Thermal convective effect on the performance of thermally regenerative electrochemical cycle against self-discharge

Abstract

The effect of convective heat transfer on low-grade heat recovery in thermally regenerative electrochemical cycles (TRECs), which were operated on the basis of electric double-layer capacitors, was investigated at varying flow rates of fluid flowing from thermal reservoirs. Although the TREC performance is primarily determined by the magnitude of an open-circuit voltage rise driven by a temperature difference, it can be significantly restricted by spontaneous charge losses due to self-discharge. To investigate the convective heat transfer effect against self-discharge, cycle performance was evaluated through experiments at flow rates ranging from 56 to 184 mL/min, and further estimated at extended lower flow rates to 14 mL/min through numerical calculations. When TRECs were operated between 20 and 60 °C, the highest net work was obtained to be 81.3 μJ at 184 mL/min, corresponding to 34 % conversion efficiency relative to the Carnot efficiency.
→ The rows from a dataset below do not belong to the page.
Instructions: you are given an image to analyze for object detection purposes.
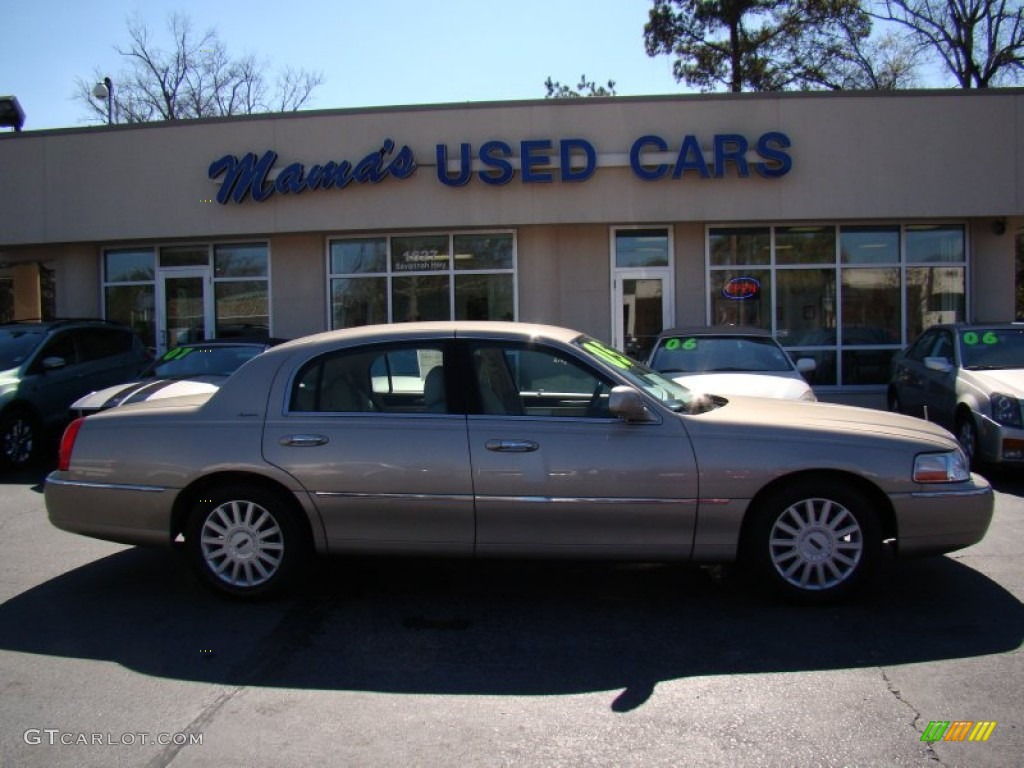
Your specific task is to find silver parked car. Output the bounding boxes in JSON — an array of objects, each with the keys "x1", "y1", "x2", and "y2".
[
  {"x1": 45, "y1": 323, "x2": 993, "y2": 601},
  {"x1": 647, "y1": 326, "x2": 817, "y2": 400},
  {"x1": 889, "y1": 323, "x2": 1024, "y2": 466}
]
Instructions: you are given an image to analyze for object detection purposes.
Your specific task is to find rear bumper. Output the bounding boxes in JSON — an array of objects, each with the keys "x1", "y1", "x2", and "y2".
[{"x1": 892, "y1": 475, "x2": 995, "y2": 557}]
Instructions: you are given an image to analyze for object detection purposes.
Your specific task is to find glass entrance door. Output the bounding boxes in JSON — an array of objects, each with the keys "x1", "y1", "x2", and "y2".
[
  {"x1": 612, "y1": 272, "x2": 673, "y2": 361},
  {"x1": 157, "y1": 267, "x2": 213, "y2": 354}
]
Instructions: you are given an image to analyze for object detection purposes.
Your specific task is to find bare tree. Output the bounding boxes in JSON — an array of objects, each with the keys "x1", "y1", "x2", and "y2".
[
  {"x1": 544, "y1": 75, "x2": 615, "y2": 98},
  {"x1": 872, "y1": 0, "x2": 1024, "y2": 88},
  {"x1": 75, "y1": 13, "x2": 324, "y2": 123}
]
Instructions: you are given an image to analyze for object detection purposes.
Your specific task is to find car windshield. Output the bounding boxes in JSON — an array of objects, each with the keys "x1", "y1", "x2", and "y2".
[
  {"x1": 142, "y1": 344, "x2": 263, "y2": 379},
  {"x1": 651, "y1": 335, "x2": 793, "y2": 374},
  {"x1": 0, "y1": 329, "x2": 46, "y2": 371},
  {"x1": 573, "y1": 336, "x2": 715, "y2": 413},
  {"x1": 959, "y1": 326, "x2": 1024, "y2": 371}
]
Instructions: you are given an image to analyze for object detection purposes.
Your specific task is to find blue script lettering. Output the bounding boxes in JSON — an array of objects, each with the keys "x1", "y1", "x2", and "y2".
[{"x1": 209, "y1": 139, "x2": 417, "y2": 205}]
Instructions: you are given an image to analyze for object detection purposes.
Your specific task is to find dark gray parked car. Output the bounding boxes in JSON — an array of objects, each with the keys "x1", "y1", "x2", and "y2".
[{"x1": 0, "y1": 319, "x2": 150, "y2": 469}]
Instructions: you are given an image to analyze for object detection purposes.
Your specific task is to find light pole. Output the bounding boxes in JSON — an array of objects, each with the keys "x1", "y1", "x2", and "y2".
[{"x1": 92, "y1": 78, "x2": 114, "y2": 125}]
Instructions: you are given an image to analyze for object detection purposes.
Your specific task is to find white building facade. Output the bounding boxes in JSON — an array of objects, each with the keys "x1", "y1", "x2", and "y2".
[{"x1": 0, "y1": 89, "x2": 1024, "y2": 404}]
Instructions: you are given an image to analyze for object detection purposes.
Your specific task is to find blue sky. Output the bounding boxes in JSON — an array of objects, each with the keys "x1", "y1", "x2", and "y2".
[{"x1": 0, "y1": 0, "x2": 686, "y2": 130}]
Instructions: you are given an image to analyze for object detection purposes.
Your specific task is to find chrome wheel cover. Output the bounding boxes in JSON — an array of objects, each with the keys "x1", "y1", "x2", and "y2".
[
  {"x1": 3, "y1": 417, "x2": 35, "y2": 466},
  {"x1": 768, "y1": 499, "x2": 864, "y2": 592},
  {"x1": 200, "y1": 501, "x2": 285, "y2": 588}
]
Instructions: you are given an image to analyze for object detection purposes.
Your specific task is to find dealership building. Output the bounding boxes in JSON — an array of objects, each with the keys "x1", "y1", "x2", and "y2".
[{"x1": 0, "y1": 89, "x2": 1024, "y2": 404}]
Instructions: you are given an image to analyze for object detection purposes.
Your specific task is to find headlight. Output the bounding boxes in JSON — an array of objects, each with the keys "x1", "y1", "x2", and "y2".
[
  {"x1": 989, "y1": 392, "x2": 1022, "y2": 427},
  {"x1": 913, "y1": 450, "x2": 971, "y2": 482}
]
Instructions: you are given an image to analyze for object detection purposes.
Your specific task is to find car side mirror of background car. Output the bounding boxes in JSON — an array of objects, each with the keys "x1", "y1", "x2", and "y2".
[
  {"x1": 608, "y1": 385, "x2": 657, "y2": 424},
  {"x1": 925, "y1": 357, "x2": 953, "y2": 374}
]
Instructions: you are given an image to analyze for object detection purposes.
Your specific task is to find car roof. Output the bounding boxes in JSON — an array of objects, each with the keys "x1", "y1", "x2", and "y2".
[
  {"x1": 266, "y1": 321, "x2": 580, "y2": 354},
  {"x1": 0, "y1": 317, "x2": 131, "y2": 332},
  {"x1": 175, "y1": 336, "x2": 288, "y2": 349},
  {"x1": 658, "y1": 326, "x2": 771, "y2": 339}
]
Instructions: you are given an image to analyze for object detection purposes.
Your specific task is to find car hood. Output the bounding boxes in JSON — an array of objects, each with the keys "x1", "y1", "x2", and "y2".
[
  {"x1": 71, "y1": 376, "x2": 226, "y2": 411},
  {"x1": 672, "y1": 372, "x2": 811, "y2": 400},
  {"x1": 688, "y1": 395, "x2": 957, "y2": 451},
  {"x1": 965, "y1": 368, "x2": 1024, "y2": 398}
]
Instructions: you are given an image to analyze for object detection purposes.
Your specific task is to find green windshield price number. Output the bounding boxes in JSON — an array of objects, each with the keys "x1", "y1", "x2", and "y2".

Unlike the high flow rate conditions, the TREC performance below 56 mL/min significantly decreased with reduced the flow rate due to the considerable charge loss by self-discharge. This shows the stronger flow dependence of the TREC performance. This study provides a novel approach to estimate energy loss through a time constant analysis, thereby enabling better TREC designs concerning energy efficiency.